God’s Grace Covers All Sin

Forgiveness through Christ

The Bible teaches that all people are sinners (Romans 3:23) and that sin separates us from God (Isaiah 59:2). However, the good news is that God loves us so much that He sent His Son, Jesus Christ, to die on the cross to pay the penalty for our sins (Romans 5:8).

When we put our faith and trust in Jesus, we receive forgiveness and restoration in our relationship with God (Ephesians 1:7).

This forgiveness through Christ covers all sins, including living together before marriage. The apostle Paul wrote about how some believers in Corinth had engaged in all kinds of sinful activities before knowing Christ, but they were washed, sanctified, and justified in the name of the Lord Jesus and by the Spirit of God (1 Corinthians 6:9-11).

So no matter what someone has done in the past, God offers full forgiveness because of what Jesus did on the cross. When it comes to living together outside of marriage, Christians should still aim to honor God by obeying His commands for sexual purity (1 Thessalonians 4:3-5).

But for those who have sinned already, forgiveness and grace are available if they repent and turn to follow Jesus.

Restoration is Possible

For those Christians who have been living together before marriage, restoration to a right relationship with God is completely possible. The first step is to confess this to God as sin and ask for His forgiveness (1 John 1:9).
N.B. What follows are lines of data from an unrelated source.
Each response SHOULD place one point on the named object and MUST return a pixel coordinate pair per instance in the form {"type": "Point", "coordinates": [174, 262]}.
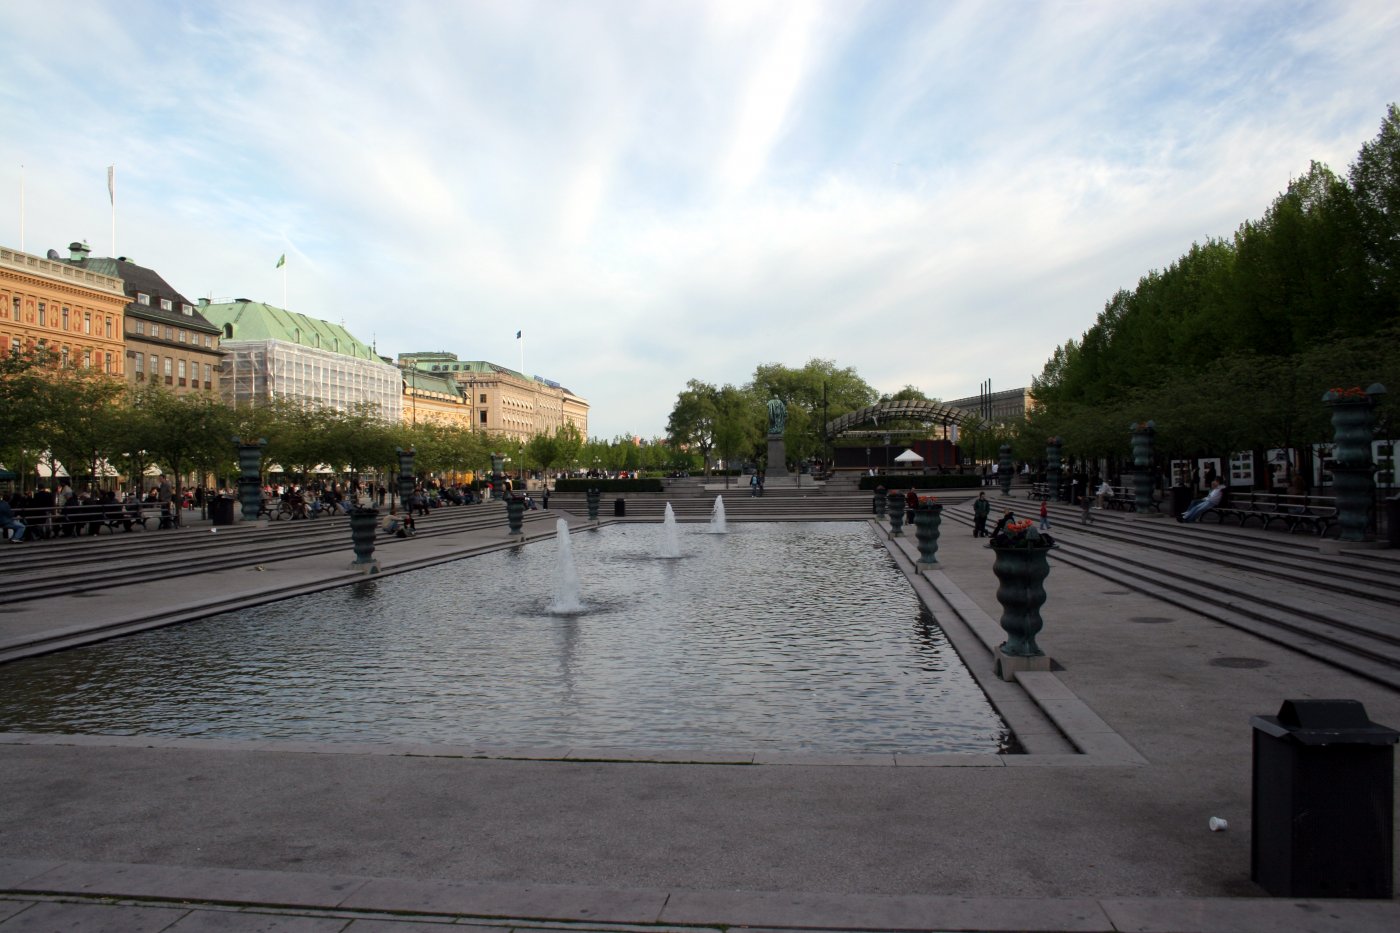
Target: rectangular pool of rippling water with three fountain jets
{"type": "Point", "coordinates": [794, 638]}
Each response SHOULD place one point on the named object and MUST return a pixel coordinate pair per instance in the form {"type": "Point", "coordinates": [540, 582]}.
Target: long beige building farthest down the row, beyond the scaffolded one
{"type": "Point", "coordinates": [502, 401]}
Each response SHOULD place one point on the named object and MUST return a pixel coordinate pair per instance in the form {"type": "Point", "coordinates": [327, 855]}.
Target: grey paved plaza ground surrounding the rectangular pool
{"type": "Point", "coordinates": [1135, 743]}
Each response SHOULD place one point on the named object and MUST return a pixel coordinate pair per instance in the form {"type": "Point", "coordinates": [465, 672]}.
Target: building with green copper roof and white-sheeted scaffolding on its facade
{"type": "Point", "coordinates": [276, 354]}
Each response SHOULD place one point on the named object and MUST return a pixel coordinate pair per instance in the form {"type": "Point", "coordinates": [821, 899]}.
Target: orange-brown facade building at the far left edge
{"type": "Point", "coordinates": [57, 305]}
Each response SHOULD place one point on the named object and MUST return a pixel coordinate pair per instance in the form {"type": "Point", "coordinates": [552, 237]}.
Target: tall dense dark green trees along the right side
{"type": "Point", "coordinates": [1233, 347]}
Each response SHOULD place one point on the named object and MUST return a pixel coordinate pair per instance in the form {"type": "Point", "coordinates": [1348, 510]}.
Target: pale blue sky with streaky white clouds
{"type": "Point", "coordinates": [933, 194]}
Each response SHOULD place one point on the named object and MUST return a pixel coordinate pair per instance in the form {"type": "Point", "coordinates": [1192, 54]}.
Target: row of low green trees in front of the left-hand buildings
{"type": "Point", "coordinates": [97, 427]}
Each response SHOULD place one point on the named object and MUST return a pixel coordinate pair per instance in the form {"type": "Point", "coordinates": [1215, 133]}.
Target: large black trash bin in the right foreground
{"type": "Point", "coordinates": [1324, 802]}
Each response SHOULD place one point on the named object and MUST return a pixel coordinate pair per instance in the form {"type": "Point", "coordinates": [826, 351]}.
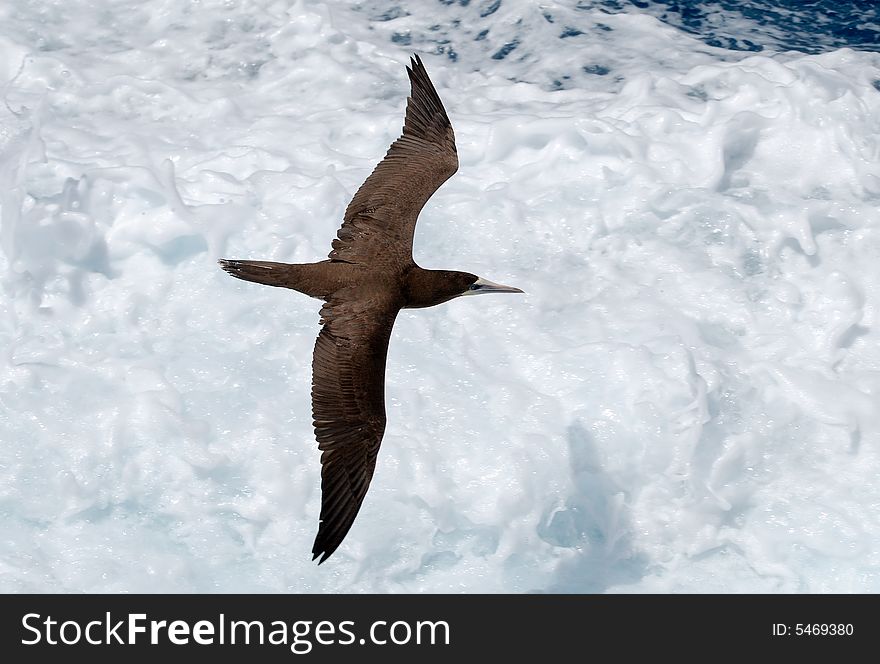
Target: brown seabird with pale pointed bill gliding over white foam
{"type": "Point", "coordinates": [370, 276]}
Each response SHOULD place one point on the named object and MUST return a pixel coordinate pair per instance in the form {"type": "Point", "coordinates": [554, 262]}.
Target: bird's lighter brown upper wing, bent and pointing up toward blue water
{"type": "Point", "coordinates": [381, 219]}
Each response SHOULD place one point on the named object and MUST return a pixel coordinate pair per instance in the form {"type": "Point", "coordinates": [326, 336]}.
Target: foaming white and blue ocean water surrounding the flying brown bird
{"type": "Point", "coordinates": [685, 400]}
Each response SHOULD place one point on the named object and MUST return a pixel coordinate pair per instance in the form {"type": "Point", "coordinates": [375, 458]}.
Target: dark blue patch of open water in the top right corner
{"type": "Point", "coordinates": [810, 26]}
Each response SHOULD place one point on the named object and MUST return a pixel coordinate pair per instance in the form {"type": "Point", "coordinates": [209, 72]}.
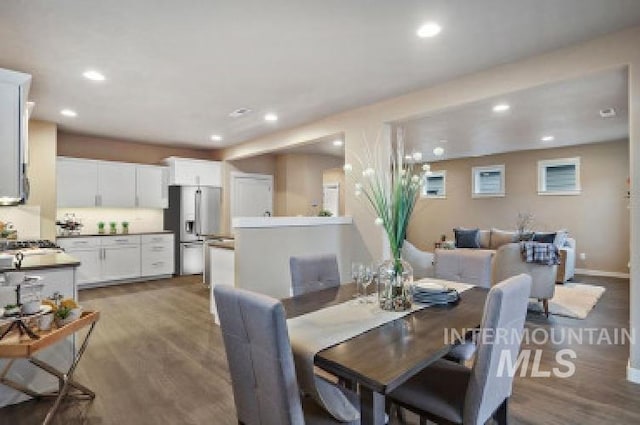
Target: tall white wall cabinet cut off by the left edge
{"type": "Point", "coordinates": [14, 120]}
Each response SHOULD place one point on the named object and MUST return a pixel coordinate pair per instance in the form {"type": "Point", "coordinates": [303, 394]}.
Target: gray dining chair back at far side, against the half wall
{"type": "Point", "coordinates": [313, 272]}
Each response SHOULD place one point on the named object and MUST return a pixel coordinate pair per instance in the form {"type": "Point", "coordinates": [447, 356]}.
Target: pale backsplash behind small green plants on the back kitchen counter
{"type": "Point", "coordinates": [140, 219]}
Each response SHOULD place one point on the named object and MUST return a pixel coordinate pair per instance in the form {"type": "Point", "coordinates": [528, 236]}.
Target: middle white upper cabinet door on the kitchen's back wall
{"type": "Point", "coordinates": [116, 184]}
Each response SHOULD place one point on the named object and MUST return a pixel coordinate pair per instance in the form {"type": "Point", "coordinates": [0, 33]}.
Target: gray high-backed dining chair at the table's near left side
{"type": "Point", "coordinates": [263, 375]}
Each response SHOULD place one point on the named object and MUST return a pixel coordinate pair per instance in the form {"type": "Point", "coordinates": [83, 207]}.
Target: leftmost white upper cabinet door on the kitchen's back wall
{"type": "Point", "coordinates": [77, 182]}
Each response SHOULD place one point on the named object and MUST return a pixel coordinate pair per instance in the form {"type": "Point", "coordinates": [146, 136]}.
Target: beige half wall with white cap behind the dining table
{"type": "Point", "coordinates": [263, 246]}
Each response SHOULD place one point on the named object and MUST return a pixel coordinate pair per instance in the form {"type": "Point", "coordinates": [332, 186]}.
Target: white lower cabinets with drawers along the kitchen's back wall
{"type": "Point", "coordinates": [111, 259]}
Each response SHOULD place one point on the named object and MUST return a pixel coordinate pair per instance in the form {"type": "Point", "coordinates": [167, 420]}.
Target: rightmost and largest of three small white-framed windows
{"type": "Point", "coordinates": [559, 177]}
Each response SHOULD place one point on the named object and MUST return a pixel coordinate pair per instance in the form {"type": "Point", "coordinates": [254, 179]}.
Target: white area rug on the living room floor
{"type": "Point", "coordinates": [574, 300]}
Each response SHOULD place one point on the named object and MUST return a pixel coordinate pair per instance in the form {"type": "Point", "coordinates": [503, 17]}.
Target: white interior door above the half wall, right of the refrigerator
{"type": "Point", "coordinates": [251, 195]}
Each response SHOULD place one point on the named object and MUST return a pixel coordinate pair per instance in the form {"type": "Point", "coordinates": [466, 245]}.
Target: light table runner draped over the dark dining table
{"type": "Point", "coordinates": [315, 331]}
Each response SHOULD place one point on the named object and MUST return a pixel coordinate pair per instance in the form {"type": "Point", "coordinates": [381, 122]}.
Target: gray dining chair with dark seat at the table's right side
{"type": "Point", "coordinates": [449, 393]}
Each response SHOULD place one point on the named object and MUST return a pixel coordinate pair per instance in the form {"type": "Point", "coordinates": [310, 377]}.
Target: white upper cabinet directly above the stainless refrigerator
{"type": "Point", "coordinates": [194, 172]}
Turn away from continuing in this sin by either getting married or living separately.

God can absolutely bring healing and transformation when people surrender areas of brokenness to Him. As it says in 2 Corinthians 5:17, “Therefore, if anyone is in Christ, the new creation has come: The old has gone, the new is here!”

Churches should also be places of grace where couples can find support and accountability if they desire to honor God going forward with their relationships. As members of Christ’s body, we are called to forgive others just as God has forgiven us (Colossians 3:13).

The church should provide hope and encouragement that walking in obedience to God’s ways brings blessing.

While living together outside marriage damages relationships and makes for harder adjustment to married life, God specializes in reconciling what is broken and making all things new. Forgiveness and grace are available to all who come to Him in repentance and faith.

Conclusion

In conclusion, the Bible clearly communicates that God designed sex to be enjoyed only within the safety and commitment of marriage. Living together and engaging in sexual intimacy before taking marriage vows goes against God’s plan and opens couples up to potential pitfalls.

However, the good news is that grace and redemption are available to all through Jesus. Couples who have already lived together can experience forgiveness and move toward God’s design for relationships.